The new initiative is part of VALO'PULSE, a strategy to identify, select, and support projects to participate in a circular economy approach that will create local and sustainable energy synergies in France.
Lisaqua will now undertake a study into the feasibility of using the waste heat to maintain the water at an optimum 28-degree temperature for the shrimp, which will be co-cultured in Lisaqua’s biofloc system.
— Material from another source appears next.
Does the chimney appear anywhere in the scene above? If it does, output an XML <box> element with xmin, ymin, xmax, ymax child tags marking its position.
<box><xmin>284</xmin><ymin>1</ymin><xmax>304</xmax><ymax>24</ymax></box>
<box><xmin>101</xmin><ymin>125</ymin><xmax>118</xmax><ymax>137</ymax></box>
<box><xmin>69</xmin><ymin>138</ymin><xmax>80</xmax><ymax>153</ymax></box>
The company’s model aims to limit environmental impact by reusing 99 percent of the water, and using its effluent to breed marine invertebrates for use in animal feed.
Lisaqua, which is an acronym for low impact and sustainable aquaculture, offers a “triple-zero” guarantee on the shrimp from its experimental farm – zero antibiotics, zero kilometers traveled, and zero polluting discharge.
Following an intensive investigative and planning stage, construction of the heat exchanger and the farm is expected to start in 2024.
“We are very pleased to welcome Lisaqua to our Monthyon site,” SMITOM du Nord Seine-et-Marne President Jean-François Léger said. “We will enable the winners of VALO'PULSE to benefit from the experience and contacts of the SMITOM in terms of technical expertise, the search for additional finance, and administrative procedures.”
Lisaqua has long-term plans to set up a network of shrimp farms using waste heat from agricultural or industrial facilities near major French and European cities, which will offer an alternative to frozen imports of 80,000 metric tons (MT) per year into France and 290,000 MT per year into Europe, Boneu told SeafoodSource in March.